The air was quite still, neither cold nor threatening, just the deep chill of a cave atmosphere. Though he scrutinised the cave wall as he went for any signs of engravings, dots, dashes, devices, within the patch of light his torch cast, he found nothing. He, Urrell, was treading where none had trodden before.
Lost in this thought he turned a bend and was stopped by a wall of pure cold. One step forward and the cold rose so dense it felt like an ice-sheet; one step back and he was in the cave air again, bearable in his light furs. He tried again. Again the ice–cold air barrier stopped him short, making him blink. In his hand the wand hung limp, an ordinary stick, powerless beyond the barrier. His last torch had sputtered out.

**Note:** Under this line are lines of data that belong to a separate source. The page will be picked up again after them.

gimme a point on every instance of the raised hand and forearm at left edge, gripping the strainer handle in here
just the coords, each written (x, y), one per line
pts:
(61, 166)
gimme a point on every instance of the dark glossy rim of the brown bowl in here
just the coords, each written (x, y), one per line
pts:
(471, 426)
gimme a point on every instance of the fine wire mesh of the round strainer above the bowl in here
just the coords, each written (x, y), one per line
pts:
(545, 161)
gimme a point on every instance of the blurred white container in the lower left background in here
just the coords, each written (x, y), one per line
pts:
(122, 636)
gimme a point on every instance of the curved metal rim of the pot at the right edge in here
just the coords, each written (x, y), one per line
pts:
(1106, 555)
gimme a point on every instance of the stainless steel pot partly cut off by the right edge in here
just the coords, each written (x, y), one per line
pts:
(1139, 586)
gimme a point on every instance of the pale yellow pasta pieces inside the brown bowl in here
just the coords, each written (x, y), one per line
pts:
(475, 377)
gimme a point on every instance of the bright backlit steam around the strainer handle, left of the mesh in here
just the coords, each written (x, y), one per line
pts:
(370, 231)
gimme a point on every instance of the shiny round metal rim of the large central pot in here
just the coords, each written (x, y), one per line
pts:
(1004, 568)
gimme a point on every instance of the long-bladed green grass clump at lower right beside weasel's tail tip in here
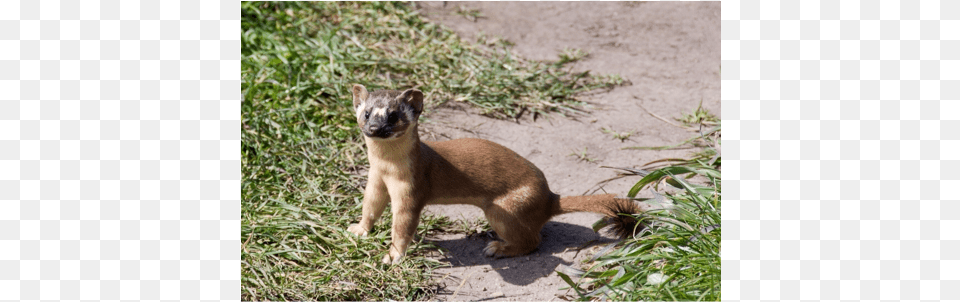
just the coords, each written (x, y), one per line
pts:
(677, 257)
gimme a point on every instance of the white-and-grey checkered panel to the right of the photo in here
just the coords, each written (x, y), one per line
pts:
(842, 164)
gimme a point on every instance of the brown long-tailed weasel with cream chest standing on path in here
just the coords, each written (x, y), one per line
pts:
(410, 174)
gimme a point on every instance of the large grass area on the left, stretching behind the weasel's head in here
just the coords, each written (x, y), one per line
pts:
(302, 159)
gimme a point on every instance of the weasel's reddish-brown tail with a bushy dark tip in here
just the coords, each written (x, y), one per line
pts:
(622, 226)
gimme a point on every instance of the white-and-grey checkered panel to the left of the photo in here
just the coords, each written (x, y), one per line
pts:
(119, 139)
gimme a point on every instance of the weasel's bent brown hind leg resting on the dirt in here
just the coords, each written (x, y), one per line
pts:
(519, 238)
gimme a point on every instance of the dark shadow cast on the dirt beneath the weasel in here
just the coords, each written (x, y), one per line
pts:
(557, 237)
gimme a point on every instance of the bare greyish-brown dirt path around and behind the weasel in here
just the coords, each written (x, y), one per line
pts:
(669, 52)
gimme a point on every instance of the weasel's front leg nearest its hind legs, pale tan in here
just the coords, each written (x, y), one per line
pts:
(406, 216)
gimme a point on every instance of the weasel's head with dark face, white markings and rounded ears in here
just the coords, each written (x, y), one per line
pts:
(386, 114)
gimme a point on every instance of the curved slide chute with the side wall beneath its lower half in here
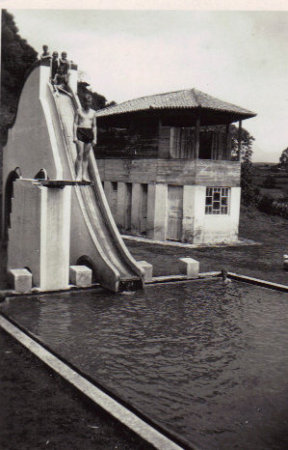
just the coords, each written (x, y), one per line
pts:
(113, 265)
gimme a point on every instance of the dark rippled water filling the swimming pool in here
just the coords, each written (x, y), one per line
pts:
(207, 360)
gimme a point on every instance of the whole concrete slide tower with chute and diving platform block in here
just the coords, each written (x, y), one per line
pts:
(47, 229)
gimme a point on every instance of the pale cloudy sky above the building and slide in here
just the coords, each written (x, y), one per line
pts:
(237, 56)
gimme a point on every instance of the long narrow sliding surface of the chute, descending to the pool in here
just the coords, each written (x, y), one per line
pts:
(95, 208)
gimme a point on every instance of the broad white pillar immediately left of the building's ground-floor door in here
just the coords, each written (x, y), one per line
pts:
(157, 211)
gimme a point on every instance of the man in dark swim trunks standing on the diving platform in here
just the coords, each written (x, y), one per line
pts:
(84, 136)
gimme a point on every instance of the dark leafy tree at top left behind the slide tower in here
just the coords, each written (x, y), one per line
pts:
(17, 58)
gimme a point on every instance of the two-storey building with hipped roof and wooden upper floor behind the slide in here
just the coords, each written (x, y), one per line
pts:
(167, 167)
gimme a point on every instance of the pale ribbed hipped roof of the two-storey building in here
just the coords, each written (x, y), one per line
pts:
(186, 99)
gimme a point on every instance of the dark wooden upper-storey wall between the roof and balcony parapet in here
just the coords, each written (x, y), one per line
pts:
(151, 140)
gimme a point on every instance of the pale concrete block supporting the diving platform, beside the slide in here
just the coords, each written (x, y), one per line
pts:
(39, 238)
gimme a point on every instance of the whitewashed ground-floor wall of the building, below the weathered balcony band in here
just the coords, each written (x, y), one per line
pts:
(197, 226)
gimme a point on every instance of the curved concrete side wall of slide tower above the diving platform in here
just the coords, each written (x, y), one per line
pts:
(31, 143)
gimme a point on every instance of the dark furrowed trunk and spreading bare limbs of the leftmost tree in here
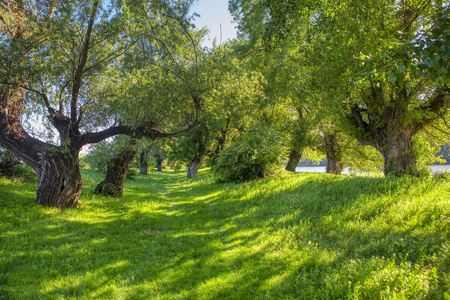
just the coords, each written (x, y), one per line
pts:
(57, 167)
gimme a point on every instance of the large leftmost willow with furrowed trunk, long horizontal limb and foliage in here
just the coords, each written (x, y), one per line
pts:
(92, 70)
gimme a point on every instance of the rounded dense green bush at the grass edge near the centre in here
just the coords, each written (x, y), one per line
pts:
(257, 154)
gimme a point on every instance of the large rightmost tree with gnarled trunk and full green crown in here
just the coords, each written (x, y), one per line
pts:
(382, 64)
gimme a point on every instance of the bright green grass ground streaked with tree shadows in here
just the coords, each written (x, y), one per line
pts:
(295, 236)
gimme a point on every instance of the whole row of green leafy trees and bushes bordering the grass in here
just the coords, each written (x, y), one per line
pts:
(364, 82)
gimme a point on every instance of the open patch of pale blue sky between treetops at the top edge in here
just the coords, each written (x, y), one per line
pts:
(214, 13)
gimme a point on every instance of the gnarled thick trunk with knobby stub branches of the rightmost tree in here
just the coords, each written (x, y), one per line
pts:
(390, 127)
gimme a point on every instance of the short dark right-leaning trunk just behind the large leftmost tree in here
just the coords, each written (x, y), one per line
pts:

As this was happening his eyes were becoming aware of a faint luminosity beyond the cold, of a greenish-blue tint in the air, as if filtered through a wall of ice. He began to make out shapes, a bulky one with other smaller ones grouped round it.
Their outlines became clearer. In the centre the bulky shape took the form of a huge beast, encircled by humans or semi-humans, devotees swaddled in furs. Then it came to him why he, Urrell, had been guided hither to see this, for before him stood a full-grown cow mammoth. As he stared and squinted in the faint light, she raised her trunk and trumpeted a huge blaring note which reached him, despite her apparent nearness (he could even make out the creature’s long eyelashes), from a great distance. He heard this remote signal – meant for him? — and watched as, having delivered it, she cumbersomely turned round and strode away out of sight followed by her escort of humanish beings. They raised their short, clumsy spears in a sort of salute, whether to him or to something else out of sight ahead, he would never know. Then they were gone with their puzzling yet familiar gait. His impulse to follow them was cut dead by the barrier of pure cold. With them faded the faint light.